正直、お金がないのにわざわざお金がかかる生活をしている人を見ると「コメディ映画でも撮ってるんですか?」と思ってしまうのだが、日本人は必要以上に他人の目や世間体を気にする性格をしているので、自立に執着してしまうのも仕方がないとも思う。

別にお金がないことは悪いことではないし、お金がないなら実家で家族と暮らしたり、できるだけ生活コストを抑えて生きるという方法だってある。
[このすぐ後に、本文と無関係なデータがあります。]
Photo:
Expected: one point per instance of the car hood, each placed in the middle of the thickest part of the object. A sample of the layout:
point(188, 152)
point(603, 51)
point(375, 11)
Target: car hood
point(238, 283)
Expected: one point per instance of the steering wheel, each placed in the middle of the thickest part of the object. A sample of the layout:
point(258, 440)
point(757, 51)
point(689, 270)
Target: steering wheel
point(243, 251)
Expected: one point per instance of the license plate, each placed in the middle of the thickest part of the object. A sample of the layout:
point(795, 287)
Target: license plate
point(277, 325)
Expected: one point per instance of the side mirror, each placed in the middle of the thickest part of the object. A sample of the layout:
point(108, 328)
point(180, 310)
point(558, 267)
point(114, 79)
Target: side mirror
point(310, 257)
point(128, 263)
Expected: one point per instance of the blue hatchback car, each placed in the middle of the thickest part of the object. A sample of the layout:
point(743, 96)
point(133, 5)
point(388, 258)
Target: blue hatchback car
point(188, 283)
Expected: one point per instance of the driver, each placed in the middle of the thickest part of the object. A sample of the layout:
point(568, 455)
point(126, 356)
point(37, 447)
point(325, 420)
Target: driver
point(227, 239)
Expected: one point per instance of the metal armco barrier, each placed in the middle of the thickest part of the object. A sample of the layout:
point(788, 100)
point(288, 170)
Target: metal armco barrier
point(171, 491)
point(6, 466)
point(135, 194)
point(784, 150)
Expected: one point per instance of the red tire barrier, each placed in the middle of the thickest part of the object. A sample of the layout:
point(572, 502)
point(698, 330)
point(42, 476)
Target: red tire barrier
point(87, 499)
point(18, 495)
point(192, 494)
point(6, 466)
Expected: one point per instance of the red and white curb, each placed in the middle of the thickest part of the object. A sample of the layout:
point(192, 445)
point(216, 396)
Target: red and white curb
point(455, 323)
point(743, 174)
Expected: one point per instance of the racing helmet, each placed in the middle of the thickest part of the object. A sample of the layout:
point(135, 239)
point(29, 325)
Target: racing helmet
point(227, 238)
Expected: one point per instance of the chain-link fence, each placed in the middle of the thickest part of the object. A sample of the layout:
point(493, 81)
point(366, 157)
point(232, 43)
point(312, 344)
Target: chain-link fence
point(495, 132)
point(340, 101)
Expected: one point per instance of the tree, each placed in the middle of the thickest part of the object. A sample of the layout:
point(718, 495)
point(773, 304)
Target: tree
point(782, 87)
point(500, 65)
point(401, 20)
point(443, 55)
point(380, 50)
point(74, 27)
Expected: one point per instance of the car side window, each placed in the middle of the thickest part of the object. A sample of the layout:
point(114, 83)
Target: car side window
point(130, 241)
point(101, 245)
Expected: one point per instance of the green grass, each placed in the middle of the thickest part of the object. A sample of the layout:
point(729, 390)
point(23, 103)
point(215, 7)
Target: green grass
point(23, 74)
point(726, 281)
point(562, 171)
現代は昔に比べて豊かになったが、その豊かさとは「選択肢の多様化」という側面で表れている。

もちろん、生活には個々の事情があるので、どうしても自分1人で頑張らなくてはならない人もいるだろうし、お金を稼がなければならない人もいるだろう。

だが、多くの若者や大人たちが、お金に困っていながら1人暮らしやお金のかかる生活に執着するのは、やはり「自立」がイデオロギーとして世間や現代社会に深く根づいているからなのだと感じる。

 

自分が本当にしたい生き方を選択する

自立はなにも1人暮らしでしかできないわけではない。

お金を稼いでるから自立しているわけでもない。

誰もが「1人暮らし=自立」という表面上の形だけの自立にとらわれてしまっているが、本当の自立とは心の問題なのである。

現代に生きづらさを感じている人は、自分の身の周りにある考えや常識、普通や当たり前を疑ってみるのがいい。

自分で勝手に「普通の生き方」を背負い込んだり、自分で自分を追い込むのはバカげている。

そんなのはお金が生きるモチベーションの拝金主義の連中や、つらい生活が好きなドMにでも任せておけばいいのだ。

私自身、世間的な普通の生き方はできていないし、現代の自立という概念にも囚われて生きてきた人間である。

しかし、世間的な普通の生き方ではなく、自分なりの普通の生き方でそれなりに満足した日々を送れているし、自立なんていう概念と手を切ってからは、生きるのがとても楽になった。

自立が社会的なイデオロギーとして浸透してきたのは現代になってからである。

昔は家族みんなで支えながら、助け合いながら、団欒と暮らしていたものだ。

現代社会の生きづらさは、普通の生き方や自立を背負い込むことからはじまる。

だとすれば、そんなものはゴミ箱に捨ててしまい、他人の目や世間体ではなく、自分が本当にしたい生き方を選択するのがいい。

人は自分次第でもっともっと自由になれるのだ。